In the scene, we get the backstory for Mai, Mr. Hyunh’s long-long daughter. Mai was given away by Mr. Hyunh to American soldiers during the Fall of Saigon in 1975.

There was only room for one person on the helicopter and Mr. Hyunh decided to make that sacrifice to give Mai a chance at a better life.

Fast forward, Mr. Hyunh and Mai are now reunited in America, thanks to Helga and Mr. Bailey, in this episode titled “Arnold’s Christmas.” It’s one of the deepest, most chilling moments in the show’s history, to say the least.

Hey Arnold! Tackled Adult Themes on Purpose

This particular scene wasn’t the only time Hey Arnold! tackled adult themes. In an interview with The Pop Insider, show creator Craig Bartlett discussed how that was something that he wanted to make sure he did with the show.
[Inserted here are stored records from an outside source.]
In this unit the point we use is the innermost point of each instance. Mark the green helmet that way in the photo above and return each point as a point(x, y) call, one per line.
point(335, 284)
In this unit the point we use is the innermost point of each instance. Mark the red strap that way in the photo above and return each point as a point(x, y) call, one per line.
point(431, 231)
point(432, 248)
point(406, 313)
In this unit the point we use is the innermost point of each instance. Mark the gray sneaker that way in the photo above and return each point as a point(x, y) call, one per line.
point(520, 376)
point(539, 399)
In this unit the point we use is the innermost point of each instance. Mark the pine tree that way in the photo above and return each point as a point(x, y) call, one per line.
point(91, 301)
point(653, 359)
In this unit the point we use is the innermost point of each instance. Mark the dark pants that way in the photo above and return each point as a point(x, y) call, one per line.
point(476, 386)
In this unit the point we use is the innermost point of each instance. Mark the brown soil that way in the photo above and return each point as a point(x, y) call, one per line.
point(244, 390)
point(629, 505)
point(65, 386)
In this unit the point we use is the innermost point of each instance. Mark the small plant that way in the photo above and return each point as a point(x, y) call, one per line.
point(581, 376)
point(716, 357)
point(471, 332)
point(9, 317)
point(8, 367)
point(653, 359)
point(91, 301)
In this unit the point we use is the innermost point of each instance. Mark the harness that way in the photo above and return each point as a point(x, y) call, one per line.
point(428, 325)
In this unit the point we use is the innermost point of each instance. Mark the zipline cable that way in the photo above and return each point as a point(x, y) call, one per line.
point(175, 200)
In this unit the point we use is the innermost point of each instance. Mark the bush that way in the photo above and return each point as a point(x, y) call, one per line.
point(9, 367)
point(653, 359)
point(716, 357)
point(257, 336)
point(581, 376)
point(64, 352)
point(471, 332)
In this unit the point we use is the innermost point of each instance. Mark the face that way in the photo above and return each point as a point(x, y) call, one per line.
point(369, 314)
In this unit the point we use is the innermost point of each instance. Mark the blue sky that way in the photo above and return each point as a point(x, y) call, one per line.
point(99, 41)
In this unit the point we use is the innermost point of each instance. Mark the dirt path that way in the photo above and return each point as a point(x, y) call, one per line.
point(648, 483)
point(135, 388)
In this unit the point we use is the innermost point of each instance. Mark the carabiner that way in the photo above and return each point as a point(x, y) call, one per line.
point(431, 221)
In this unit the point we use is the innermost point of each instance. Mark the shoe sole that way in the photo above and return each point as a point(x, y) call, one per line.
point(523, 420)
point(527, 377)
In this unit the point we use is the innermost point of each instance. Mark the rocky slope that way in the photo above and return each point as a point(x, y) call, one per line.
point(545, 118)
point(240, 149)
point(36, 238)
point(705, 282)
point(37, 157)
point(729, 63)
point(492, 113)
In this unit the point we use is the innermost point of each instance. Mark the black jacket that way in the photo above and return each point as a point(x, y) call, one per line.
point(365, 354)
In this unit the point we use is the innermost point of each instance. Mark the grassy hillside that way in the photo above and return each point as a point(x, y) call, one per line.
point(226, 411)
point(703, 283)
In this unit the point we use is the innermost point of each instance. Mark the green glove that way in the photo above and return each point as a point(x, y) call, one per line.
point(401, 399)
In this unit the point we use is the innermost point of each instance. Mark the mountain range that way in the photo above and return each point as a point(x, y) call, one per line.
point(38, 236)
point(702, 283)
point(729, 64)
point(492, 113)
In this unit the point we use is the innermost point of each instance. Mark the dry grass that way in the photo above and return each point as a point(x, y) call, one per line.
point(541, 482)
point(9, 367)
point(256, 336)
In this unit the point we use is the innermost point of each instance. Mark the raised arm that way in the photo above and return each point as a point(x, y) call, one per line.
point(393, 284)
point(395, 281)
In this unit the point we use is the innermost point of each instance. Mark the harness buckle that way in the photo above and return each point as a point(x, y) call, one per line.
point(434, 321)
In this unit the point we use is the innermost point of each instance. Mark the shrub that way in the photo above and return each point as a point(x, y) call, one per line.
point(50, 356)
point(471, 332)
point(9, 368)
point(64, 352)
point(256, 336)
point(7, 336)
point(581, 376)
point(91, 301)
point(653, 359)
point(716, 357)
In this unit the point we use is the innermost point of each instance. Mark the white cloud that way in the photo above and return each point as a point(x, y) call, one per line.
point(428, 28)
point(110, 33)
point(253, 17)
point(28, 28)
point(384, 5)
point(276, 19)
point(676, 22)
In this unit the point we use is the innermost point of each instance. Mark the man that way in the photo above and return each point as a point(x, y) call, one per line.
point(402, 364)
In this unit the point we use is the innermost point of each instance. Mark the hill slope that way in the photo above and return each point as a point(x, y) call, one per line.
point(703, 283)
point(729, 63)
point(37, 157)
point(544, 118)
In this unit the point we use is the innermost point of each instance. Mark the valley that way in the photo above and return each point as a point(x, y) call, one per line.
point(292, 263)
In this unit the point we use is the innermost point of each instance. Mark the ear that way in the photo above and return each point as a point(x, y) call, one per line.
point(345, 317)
“I think a main theme of the series is that to a kid, the world can sometimes not make any sense, and things can be sad, or ugly, and Arnold (and everyone else, in their own way) tries to make something better out of it,” Barlett recalled.

“And another theme is disappointment—you may try and try, but you can barely make a tiny improvement. But you try anyway. That was our aesthetic,” he said.

“And yes, I do think it’s one of the reasons that our audience liked it — because it reminded them of real life in a way that other kid shows didn’t.”